Monthly Archives: April 2007

45. ‘cept under our feet*

The first time I heard Michael Franks was after school one day during my final teaching year. Carolyn and I shared a room – she was the mainstream teacher, I was the special educator. After Carolyn left for the day, Howard would slip around the folding wall that separated the rooms. We’d talk about life and marriage. Teaching and children. Books and music. Blacks and Whites.

One day Howard played an album I’d never heard of. I liked it immediately. I don’t remember the song that hooked me, but Howard told me how he and his wife loved the music of the musican, Michael Franks. How they tried to get to his concerts whenever he was in the area. He showed me the album cover – a man’s hands cupped, holding a dragonfly. The album cover was in sepia tones, as are the photographs in the liner notes.

Howard loaned me the album, but after a while I decided to buy one for myself. I liked listening to it in the car on the way home from teaching. It calmed me down before getting home to my own children. My husband thought the music was ok, but he didn’t really like it all that much – typical of his reaction to most music I listened to.

A couple of years later I bought another Michael Franks album and was in for a shock: Michael Franks is white. Michael Franks is not African-American. Michael Franks is not Black. He is white.

See, Howard was African-American. I assumed that his favorite musician would be too. The album cover was ambiguous. It still looks like a Black man’s hands holding the dragonfly.

When I listened to the songs again, after the discovery, they sounded different to me. Isn’t that weird?

Here he is playing Eggplant (which is actually one I don ‘t know)

And wouldn’t you know it – he’s going to be at the Birchmere this weekend!

* obscure reference to Dan Bern’s Different Worlds

44. Dawn Chorus

I had a great idea for a post while in Savannah. Every morning while we were at our Tybee Beach Cottage I’d wake up to lovely but loud birdsong, so I was going to get up a little earlier and record some birdsong from the beautiful wrap-around porch, post it online, link to it and write a post called Yardbirds or something like that.

As you can see, I didn’t do that. No excuse except laziness.
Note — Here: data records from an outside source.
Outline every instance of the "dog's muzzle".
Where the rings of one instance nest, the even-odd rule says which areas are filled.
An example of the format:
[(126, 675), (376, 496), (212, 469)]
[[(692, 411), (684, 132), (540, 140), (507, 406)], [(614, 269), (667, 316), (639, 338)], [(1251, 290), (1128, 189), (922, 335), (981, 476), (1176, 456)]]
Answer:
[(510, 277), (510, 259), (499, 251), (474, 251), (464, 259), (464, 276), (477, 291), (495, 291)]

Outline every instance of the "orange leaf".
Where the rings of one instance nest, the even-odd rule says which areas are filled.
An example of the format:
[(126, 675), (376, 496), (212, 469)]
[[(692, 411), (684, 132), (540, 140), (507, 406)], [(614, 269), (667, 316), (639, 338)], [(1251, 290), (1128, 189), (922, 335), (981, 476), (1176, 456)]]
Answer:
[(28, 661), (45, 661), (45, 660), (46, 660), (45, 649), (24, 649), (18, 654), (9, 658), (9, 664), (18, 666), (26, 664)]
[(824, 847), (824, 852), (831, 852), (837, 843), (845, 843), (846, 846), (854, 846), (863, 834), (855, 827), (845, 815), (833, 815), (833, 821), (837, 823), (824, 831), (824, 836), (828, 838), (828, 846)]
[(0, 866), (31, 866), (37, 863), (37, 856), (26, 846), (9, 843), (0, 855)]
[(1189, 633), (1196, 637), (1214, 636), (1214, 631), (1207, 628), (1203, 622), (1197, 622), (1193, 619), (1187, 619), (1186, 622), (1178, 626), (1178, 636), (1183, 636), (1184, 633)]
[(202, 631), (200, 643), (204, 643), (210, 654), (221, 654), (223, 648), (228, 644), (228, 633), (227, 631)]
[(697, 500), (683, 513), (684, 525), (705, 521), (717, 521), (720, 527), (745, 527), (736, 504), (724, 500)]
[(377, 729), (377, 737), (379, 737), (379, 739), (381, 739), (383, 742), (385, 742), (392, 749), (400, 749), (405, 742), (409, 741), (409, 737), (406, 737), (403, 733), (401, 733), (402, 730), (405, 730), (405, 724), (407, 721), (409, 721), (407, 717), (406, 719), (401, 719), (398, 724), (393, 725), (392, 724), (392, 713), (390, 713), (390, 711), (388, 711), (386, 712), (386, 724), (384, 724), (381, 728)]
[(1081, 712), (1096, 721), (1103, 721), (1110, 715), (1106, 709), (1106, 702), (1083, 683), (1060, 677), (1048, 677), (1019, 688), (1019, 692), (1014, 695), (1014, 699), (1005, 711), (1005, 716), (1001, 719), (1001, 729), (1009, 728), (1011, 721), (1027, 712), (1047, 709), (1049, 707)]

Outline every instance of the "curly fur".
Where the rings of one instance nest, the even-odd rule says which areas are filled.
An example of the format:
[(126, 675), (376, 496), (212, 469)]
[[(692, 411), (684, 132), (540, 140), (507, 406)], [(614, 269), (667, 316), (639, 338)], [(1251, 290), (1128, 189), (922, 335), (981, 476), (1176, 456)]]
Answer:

However I will post a link to a track from an album I bought many years ago. Our friends, Neal and Marie, told us about a public radio program that began with birdsong. We never got Morning Pro Musica down here in the DC area, but I was able to buy a copy of a record album with the bird song from Morning Pro Musica.

Whenever I am awakened, especially in the spring, to the music of birdsong, I think of this radio show that I never heard.

Listen to some dawn birdsong. It might have been from Savannah, but I suspect it was from Massachusetts.
One
Two
Three
Four

43. See me, feel me, touch me, hear me

I thought that I first heard The Who’s Tommy, on my own, but just recalled that it was my cousin Pam who introduced it to me. I remember sitting in her bedroom listening to the album and crying over poor Tommy’s predicament. Her brother, Jeff, was annoying us by making fun of our tears.

The next time I remember Tommy was when I saw the stage play in London with Tim, George and Candy.

When I met my husband-to-be, he was also a fan of the Who – although not a fan of Tommy so much.

My daughter and I watched the movie on cable a couple of months ago. She loved it so much that we got out our Tommy albums (Dean, the purist, owned the Rock Opera and I’d bought the soundtrack to the film) and listened to them. Clare has since moved on to other music, but the brief interlude where our tastes meshed was sweet.